What You Need to Know About Pancreatic Cancer
For Pancreatic Cancer Awareness Month, we gather the information you should know concerning this serious disease.
According to the American Cancer Society, approximately 53,670 people (27,970 men and 25,700 women) will be diagnosed with pancreatic cancer in the United States this year. About 43,090 people (22,300 men and 20,790 women) will die of the cancer.
Pancreatic cancer accounts for about 3 percent of all cancers 7 percent of all cancer deaths in the US.
November is Pancreatic Cancer Awareness Month, so we’ve interviewed Sasan Roayaie, MD, a hepatobilliary and pancreatic surgeon at White Plains Hospital — and a leader in developing minimally invasive hepatobiliary and pancreatic surgery — to shed some light on this very serious disease.
What is pancreatic cancer?
The most common type of pancreatic cancer is called adenocarcinoma and usually develops from the cells lining the ducts of the pancreas. Depending on where the cancer starts within the pancreas, it can either cause early symptoms, usually by blockage of the bile duct, or can grow and present later. A different and more rare type of pancreatic cancer, called neuroendocrine tumors, can arise from the islet cells, like the insulin-producing cells, of the pancreas. These are less aggressive than the standard adenocarcinoma. Steve Jobs had neuroendocrine cancer of the pancreas.
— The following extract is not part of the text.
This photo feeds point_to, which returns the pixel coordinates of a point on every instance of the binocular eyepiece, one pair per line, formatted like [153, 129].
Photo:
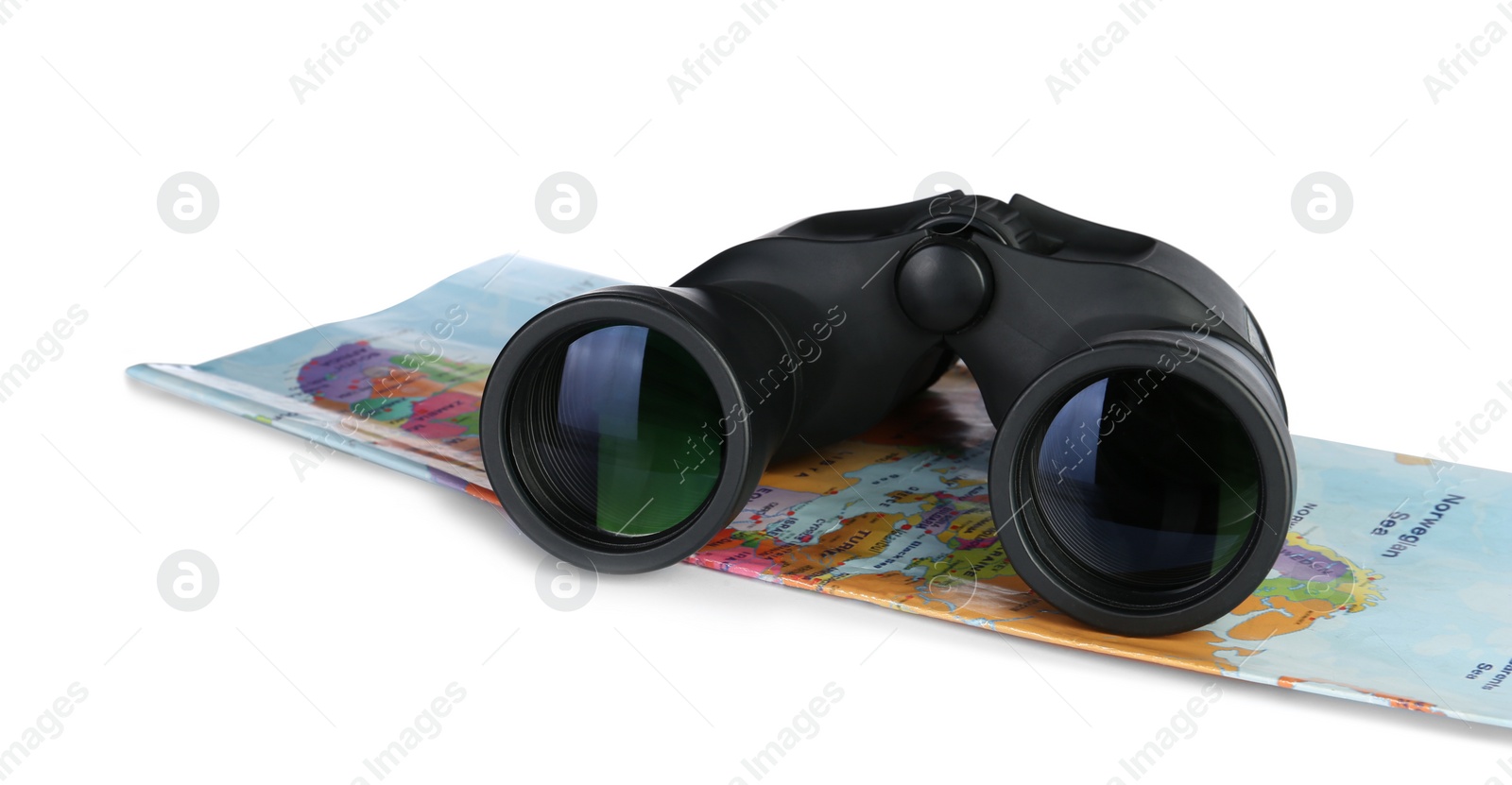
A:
[1142, 472]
What are the causes, risk factors, and odds of developing pancreatic cancer?
Pancreas cancer is the fourth leading cause of death in men and also women. The incidence in both men and women is rising. The risk factors we can change include: tobacco use, obesity, chemical exposures at work (dry cleaning, metal work), diabetes, and chronic pancreatitis. The risk factors we can’t change include: age, gender (men are at higher risk than women), race (African Americans are at higher risk), family history, and inherited genetic disorders (BRCA1 & 2, FAMM, Lynch syndrome, Peutz - Jeghers, for NET: Neurofibromatosis, Multiple endocrine neoplasia type I).
Is there anything people should know to prevent it or lower risk?
The best preventative measures to reduce risk for all cancers are to maintain a healthy weight, avoid excessive alcohol, and quit smoking.
Why is surgery that involves the pancreas and surrounding areas so difficult and what kind of challenges does it pose for you?
Because of the complex anatomy in this part of the body, many of the tumors in the liver, pancreas, and bile duct involve vital arteries, veins, and other structures that must be preserved. Many surgeons would consider tumors involving these structures as inoperable. Having trained and worked as a transplant surgeon, I am comfortable in resecting and reconstructing these structures if needed.
Has anything changed over the last 10 years in pancreatic cancer treatment? Any new treatments or developments on the horizon?
Significant improvements in chemotherapy can now convert many inoperable cancers to ones that can undergo surgery. Improved techniques in surgery and perioperative care have led to significant decreases in morbidity and mortality after surgery.
What type of screening is available for pancreatic cancer and who should be screened?
White Plains Hospital offers a pancreatic screening early-detection program as part of a clinical trial for people with a family history of pancreatic cancer and other risk factors.
Are there any symptoms, even subtle ones, that might indicate someone has pancreatic cancer?
Symptoms can include dark urine, itchy skin, yellow eyes, pain above the belly button that goes to the back, or new-onset diabetes.
Is there a blood test or any other test short of a biopsy that can determine if a person does pancreatic cancer?
There are now “liquid biopsies” that detect tumor DNA and tumor cells in the circulation that can sometimes find cancers before they are visible on CT scan or MRI. However, they are not FDA approved for clinical use yet.